LGTM aside from the config. I think it should be pretty easy to skip all of this argparse logic, and let tyro handle this.
| restore_terminal_settings() | ||
|
|
||
|
|
||
| def _split_secondary_args(argv: list[str]) -> tuple[list[str], list[str]]: |
There was a problem hiding this comment.
Doesn't tyro handle this out-of-the box once you've defined TaskConfig.secondary? Maybe I'm missing something, but I think you can do:
run_policy.py --task.secondary.task.model-path weights.onnxWe can also just have a secondary optional InferenceConfig.

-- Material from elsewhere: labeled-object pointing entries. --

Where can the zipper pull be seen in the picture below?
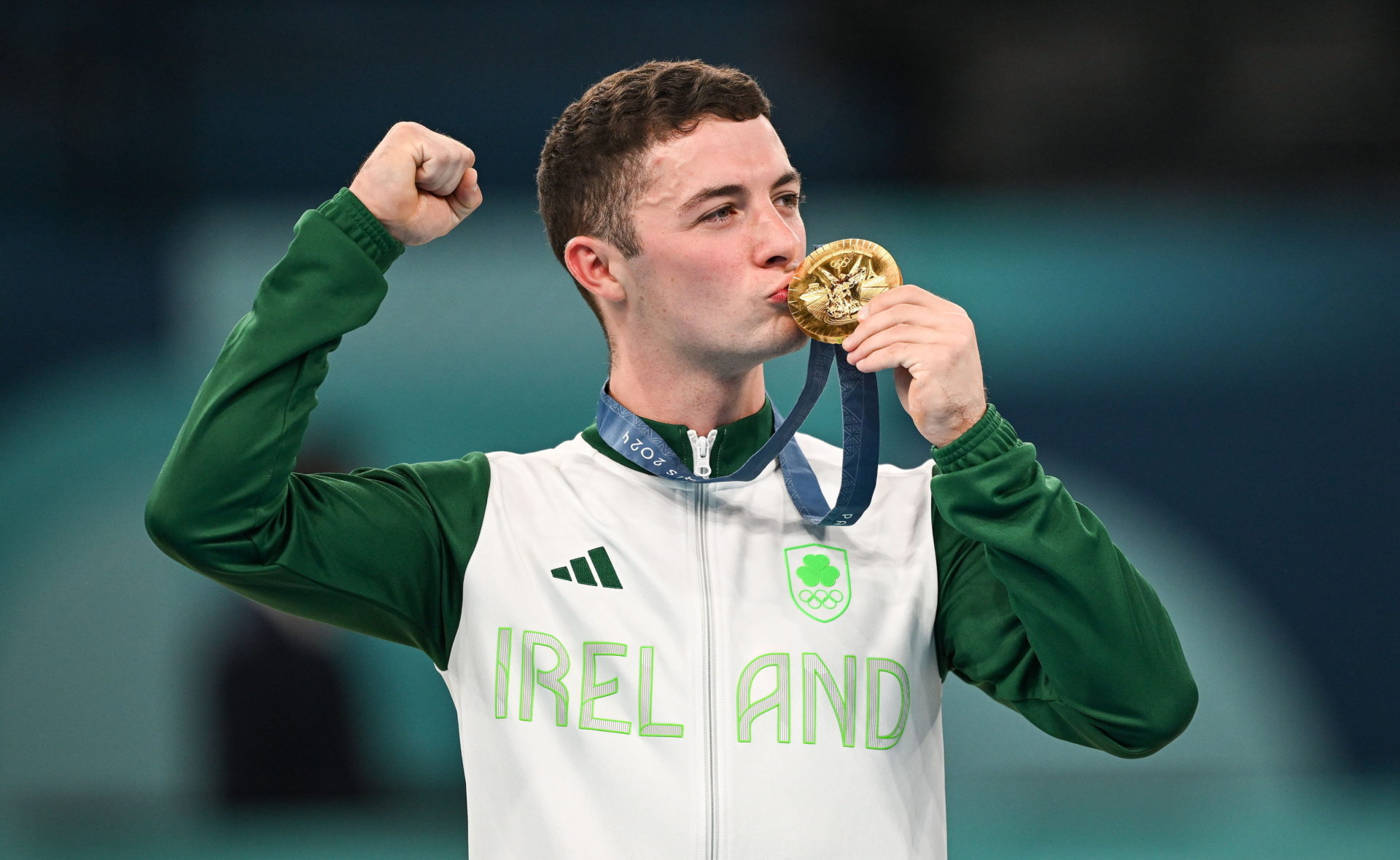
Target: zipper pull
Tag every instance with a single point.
(700, 447)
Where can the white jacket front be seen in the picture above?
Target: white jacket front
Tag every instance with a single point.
(738, 684)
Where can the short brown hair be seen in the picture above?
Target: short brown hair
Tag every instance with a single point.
(590, 170)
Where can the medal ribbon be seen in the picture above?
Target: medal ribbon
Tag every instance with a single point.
(630, 437)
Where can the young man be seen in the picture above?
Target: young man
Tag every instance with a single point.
(648, 668)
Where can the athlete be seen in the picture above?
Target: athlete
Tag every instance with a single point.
(642, 666)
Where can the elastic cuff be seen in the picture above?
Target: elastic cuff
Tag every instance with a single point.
(349, 214)
(992, 437)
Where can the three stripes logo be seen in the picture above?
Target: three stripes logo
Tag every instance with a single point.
(584, 575)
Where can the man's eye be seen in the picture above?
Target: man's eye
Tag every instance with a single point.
(720, 214)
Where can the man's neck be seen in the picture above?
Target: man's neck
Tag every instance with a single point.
(688, 396)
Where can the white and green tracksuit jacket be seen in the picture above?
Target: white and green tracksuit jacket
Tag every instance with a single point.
(654, 669)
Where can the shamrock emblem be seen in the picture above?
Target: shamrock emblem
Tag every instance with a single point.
(818, 571)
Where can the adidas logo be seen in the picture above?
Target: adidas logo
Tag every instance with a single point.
(584, 575)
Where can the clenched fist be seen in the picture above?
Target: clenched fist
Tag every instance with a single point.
(418, 184)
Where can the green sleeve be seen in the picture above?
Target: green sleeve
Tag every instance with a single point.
(1041, 611)
(378, 550)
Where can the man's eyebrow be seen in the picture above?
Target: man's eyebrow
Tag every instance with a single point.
(724, 190)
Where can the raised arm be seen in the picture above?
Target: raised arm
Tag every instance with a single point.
(377, 550)
(1041, 610)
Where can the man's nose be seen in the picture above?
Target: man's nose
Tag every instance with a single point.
(779, 245)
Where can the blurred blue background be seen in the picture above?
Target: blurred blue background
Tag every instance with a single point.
(1176, 227)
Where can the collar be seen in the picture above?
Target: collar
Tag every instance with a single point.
(733, 445)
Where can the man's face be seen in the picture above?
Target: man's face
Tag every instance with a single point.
(720, 235)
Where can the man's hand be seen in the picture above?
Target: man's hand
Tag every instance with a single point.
(418, 184)
(931, 344)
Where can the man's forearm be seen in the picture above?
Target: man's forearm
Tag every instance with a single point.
(228, 472)
(1042, 610)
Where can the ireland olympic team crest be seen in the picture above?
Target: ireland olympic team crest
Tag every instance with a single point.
(820, 579)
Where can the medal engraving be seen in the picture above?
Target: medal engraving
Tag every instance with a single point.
(835, 281)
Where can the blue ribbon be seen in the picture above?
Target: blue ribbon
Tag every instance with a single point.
(630, 437)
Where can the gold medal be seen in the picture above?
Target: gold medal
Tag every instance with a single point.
(835, 281)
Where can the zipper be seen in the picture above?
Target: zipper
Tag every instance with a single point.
(700, 447)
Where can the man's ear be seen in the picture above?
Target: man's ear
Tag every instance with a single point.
(595, 265)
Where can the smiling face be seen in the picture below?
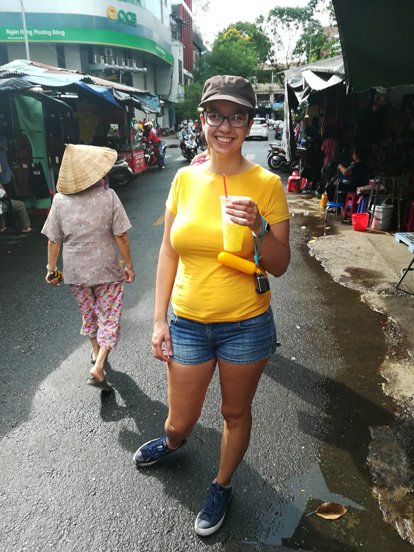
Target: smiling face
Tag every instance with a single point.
(226, 139)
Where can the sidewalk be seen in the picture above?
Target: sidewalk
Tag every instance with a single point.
(371, 263)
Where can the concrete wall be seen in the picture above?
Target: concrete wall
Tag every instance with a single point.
(38, 52)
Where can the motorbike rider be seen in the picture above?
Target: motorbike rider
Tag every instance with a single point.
(184, 133)
(150, 136)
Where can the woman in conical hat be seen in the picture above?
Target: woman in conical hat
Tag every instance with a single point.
(87, 218)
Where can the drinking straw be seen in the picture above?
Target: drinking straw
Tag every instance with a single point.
(225, 187)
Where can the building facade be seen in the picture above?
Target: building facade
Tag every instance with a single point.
(146, 44)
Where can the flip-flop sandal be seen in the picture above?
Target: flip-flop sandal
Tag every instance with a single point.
(104, 385)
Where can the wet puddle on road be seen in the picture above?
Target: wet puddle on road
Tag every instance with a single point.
(356, 407)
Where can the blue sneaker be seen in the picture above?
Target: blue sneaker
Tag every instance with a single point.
(213, 512)
(149, 453)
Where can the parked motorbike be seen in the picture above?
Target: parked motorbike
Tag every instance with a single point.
(189, 147)
(151, 154)
(201, 140)
(276, 159)
(120, 172)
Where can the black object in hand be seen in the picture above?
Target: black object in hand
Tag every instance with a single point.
(55, 274)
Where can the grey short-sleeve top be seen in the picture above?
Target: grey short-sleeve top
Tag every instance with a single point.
(85, 223)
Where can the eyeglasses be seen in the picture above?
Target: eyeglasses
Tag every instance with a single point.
(236, 120)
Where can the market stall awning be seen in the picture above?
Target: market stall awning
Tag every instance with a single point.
(377, 42)
(57, 78)
(322, 74)
(14, 85)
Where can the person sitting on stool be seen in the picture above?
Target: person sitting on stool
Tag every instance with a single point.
(352, 177)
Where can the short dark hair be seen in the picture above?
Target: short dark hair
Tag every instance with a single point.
(360, 151)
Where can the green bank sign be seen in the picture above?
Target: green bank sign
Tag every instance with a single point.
(93, 36)
(129, 18)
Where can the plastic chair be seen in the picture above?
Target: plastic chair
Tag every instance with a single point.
(362, 204)
(350, 206)
(9, 215)
(334, 206)
(408, 218)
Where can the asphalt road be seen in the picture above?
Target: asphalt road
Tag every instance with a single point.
(68, 481)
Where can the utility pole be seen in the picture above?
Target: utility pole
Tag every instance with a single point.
(310, 45)
(26, 42)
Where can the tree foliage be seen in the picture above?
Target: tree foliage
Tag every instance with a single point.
(283, 26)
(236, 51)
(257, 39)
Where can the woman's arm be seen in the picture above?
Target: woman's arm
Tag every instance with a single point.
(122, 242)
(53, 249)
(166, 271)
(275, 249)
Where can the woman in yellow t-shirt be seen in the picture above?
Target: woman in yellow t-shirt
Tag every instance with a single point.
(218, 316)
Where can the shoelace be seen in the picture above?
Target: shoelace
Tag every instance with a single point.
(156, 450)
(213, 504)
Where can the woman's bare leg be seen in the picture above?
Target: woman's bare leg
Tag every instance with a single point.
(187, 387)
(238, 387)
(97, 370)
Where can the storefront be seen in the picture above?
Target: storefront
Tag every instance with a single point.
(44, 108)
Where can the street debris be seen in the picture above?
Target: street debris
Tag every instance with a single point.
(330, 510)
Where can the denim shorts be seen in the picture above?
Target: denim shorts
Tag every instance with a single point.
(241, 342)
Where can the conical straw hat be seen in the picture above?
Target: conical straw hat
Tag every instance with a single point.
(83, 166)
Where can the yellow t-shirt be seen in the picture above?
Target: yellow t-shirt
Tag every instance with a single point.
(205, 290)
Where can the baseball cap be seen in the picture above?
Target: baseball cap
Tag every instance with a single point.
(230, 88)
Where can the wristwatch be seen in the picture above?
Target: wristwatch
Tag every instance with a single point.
(266, 230)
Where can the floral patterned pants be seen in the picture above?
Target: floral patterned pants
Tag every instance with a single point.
(101, 308)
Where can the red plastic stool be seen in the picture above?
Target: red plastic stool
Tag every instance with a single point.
(408, 218)
(350, 206)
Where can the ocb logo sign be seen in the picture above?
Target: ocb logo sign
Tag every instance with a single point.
(128, 18)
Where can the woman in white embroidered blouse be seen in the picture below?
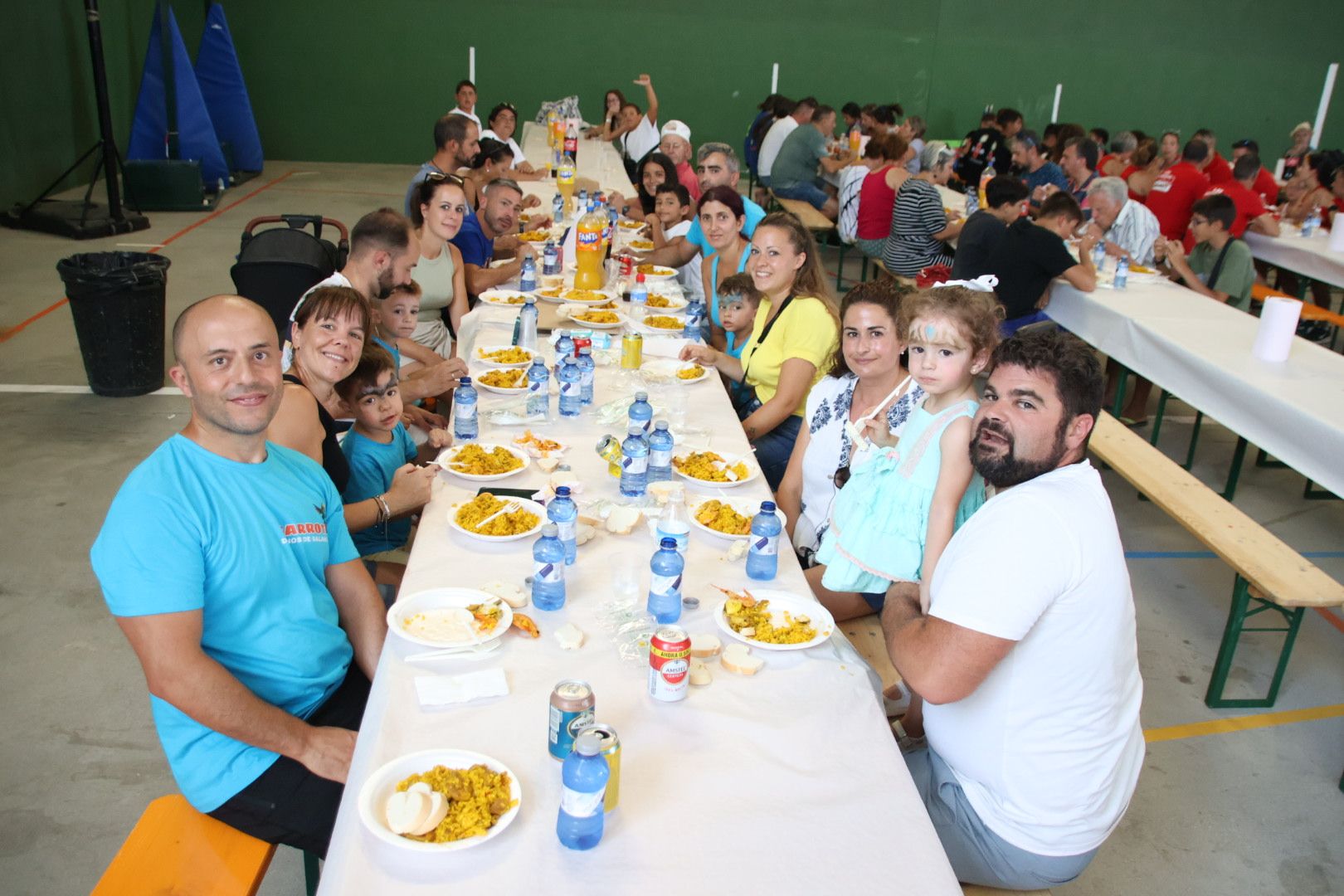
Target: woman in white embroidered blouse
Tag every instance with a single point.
(864, 381)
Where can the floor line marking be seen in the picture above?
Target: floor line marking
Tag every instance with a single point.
(6, 334)
(1242, 723)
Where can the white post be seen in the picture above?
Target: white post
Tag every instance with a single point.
(1326, 104)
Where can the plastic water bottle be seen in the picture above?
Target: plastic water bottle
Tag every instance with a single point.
(1121, 273)
(641, 412)
(587, 373)
(582, 793)
(548, 570)
(665, 582)
(538, 388)
(763, 553)
(563, 514)
(675, 520)
(569, 377)
(660, 453)
(527, 324)
(465, 426)
(694, 319)
(635, 462)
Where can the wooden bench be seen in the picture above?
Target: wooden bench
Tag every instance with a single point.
(175, 850)
(1270, 577)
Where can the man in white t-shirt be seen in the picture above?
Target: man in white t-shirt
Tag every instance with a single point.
(641, 128)
(773, 139)
(1027, 659)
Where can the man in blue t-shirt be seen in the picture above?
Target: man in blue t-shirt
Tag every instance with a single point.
(717, 165)
(226, 562)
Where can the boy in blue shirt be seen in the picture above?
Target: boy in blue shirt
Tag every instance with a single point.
(377, 446)
(227, 564)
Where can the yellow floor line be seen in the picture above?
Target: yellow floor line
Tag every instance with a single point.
(1242, 723)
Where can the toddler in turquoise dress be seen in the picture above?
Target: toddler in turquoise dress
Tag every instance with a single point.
(905, 499)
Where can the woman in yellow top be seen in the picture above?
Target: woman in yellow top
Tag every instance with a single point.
(796, 332)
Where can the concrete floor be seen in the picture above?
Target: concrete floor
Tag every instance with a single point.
(1250, 811)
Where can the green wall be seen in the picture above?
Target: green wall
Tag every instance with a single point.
(360, 80)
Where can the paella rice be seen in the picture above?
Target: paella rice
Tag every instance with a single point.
(709, 466)
(485, 504)
(475, 460)
(504, 379)
(476, 800)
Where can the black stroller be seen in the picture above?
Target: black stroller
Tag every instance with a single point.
(279, 265)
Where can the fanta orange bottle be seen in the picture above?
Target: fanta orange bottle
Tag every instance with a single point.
(587, 251)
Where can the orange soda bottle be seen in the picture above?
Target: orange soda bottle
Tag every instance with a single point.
(587, 251)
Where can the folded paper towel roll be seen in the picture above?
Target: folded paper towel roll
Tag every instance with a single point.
(1278, 325)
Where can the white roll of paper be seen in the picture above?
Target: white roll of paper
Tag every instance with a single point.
(1278, 327)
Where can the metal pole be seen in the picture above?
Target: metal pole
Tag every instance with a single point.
(100, 86)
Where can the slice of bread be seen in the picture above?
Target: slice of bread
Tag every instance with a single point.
(704, 646)
(737, 657)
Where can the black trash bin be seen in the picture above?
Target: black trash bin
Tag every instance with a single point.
(117, 299)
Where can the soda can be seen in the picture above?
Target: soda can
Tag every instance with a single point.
(632, 351)
(572, 712)
(611, 750)
(670, 664)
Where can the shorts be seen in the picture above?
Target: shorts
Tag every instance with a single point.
(811, 193)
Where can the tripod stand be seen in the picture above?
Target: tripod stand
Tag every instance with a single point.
(85, 219)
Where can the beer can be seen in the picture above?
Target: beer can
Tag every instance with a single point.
(572, 712)
(632, 351)
(670, 664)
(611, 750)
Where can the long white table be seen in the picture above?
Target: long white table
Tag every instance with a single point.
(1200, 351)
(785, 782)
(1311, 257)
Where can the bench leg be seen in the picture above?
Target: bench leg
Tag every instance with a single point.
(1239, 613)
(1235, 472)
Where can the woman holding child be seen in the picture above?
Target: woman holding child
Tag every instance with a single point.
(437, 212)
(791, 340)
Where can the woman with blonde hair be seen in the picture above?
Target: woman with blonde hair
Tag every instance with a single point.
(791, 342)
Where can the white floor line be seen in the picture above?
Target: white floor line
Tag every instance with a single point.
(71, 390)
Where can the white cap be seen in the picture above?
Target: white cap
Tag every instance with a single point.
(678, 129)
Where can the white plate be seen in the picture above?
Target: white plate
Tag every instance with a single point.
(500, 390)
(563, 299)
(440, 599)
(448, 455)
(500, 364)
(782, 601)
(621, 321)
(730, 458)
(533, 507)
(741, 505)
(382, 783)
(498, 297)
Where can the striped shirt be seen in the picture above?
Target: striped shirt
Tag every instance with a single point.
(914, 219)
(1135, 230)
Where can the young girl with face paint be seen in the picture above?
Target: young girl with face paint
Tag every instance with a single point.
(905, 497)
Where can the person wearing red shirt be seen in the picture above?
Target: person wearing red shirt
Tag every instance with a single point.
(1177, 188)
(1265, 184)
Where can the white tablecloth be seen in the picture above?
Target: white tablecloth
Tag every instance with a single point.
(786, 782)
(1200, 351)
(1311, 257)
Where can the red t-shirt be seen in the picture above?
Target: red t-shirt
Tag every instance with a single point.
(875, 202)
(1218, 171)
(1265, 186)
(1175, 191)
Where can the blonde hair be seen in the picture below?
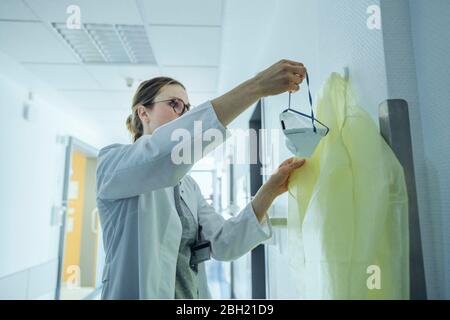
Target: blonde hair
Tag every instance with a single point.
(145, 95)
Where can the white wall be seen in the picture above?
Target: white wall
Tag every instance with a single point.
(32, 164)
(430, 25)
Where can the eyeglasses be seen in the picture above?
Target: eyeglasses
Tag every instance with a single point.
(310, 117)
(178, 105)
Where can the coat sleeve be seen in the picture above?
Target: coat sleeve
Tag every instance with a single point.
(232, 238)
(147, 164)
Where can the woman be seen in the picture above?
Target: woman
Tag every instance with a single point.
(153, 215)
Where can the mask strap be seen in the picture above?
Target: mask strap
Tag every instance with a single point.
(310, 103)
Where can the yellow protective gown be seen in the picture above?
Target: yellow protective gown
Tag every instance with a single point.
(348, 209)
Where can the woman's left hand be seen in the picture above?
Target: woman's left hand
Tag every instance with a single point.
(278, 182)
(276, 185)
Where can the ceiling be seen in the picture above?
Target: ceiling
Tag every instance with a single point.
(120, 39)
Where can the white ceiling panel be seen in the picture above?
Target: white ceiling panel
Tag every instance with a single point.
(100, 100)
(192, 12)
(194, 78)
(15, 10)
(198, 98)
(113, 77)
(186, 45)
(32, 42)
(91, 11)
(62, 76)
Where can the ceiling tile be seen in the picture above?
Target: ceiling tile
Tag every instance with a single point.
(98, 11)
(62, 76)
(194, 12)
(113, 76)
(100, 100)
(199, 98)
(15, 10)
(194, 78)
(186, 45)
(32, 42)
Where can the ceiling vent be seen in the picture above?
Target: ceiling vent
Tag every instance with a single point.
(108, 43)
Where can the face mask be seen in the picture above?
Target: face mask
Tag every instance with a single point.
(302, 132)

run_policy.py --task.model-path weights_dance.onnx --fallback_task.model-path weights_loco.onnx| id(self.secondary): self.secondary.handle_keyboard_button, | ||
| } | ||
|
|
||
| def patched_joy(cur_key): |
There was a problem hiding this comment.
Hopefully we refactor joystick/input handling soon so doing simple things doesn't have to be so convoluted.
asetapen
left a comment
There was a problem hiding this comment.
Very nice improvements and dual mode will be extremely helpful for testing.
I'm not too familiar with tyro so can't comment on the config issue.
This PR adds as a default inference config the option to switch to a robust locomotion policy by pressing X on the joystick (or x on keyboard), which is convenient for the robot to recover while testing experimental policies. The implementation is even more general than that, as the way it works is by introducing a dual mode setup that allows switching between any two policies at runtime.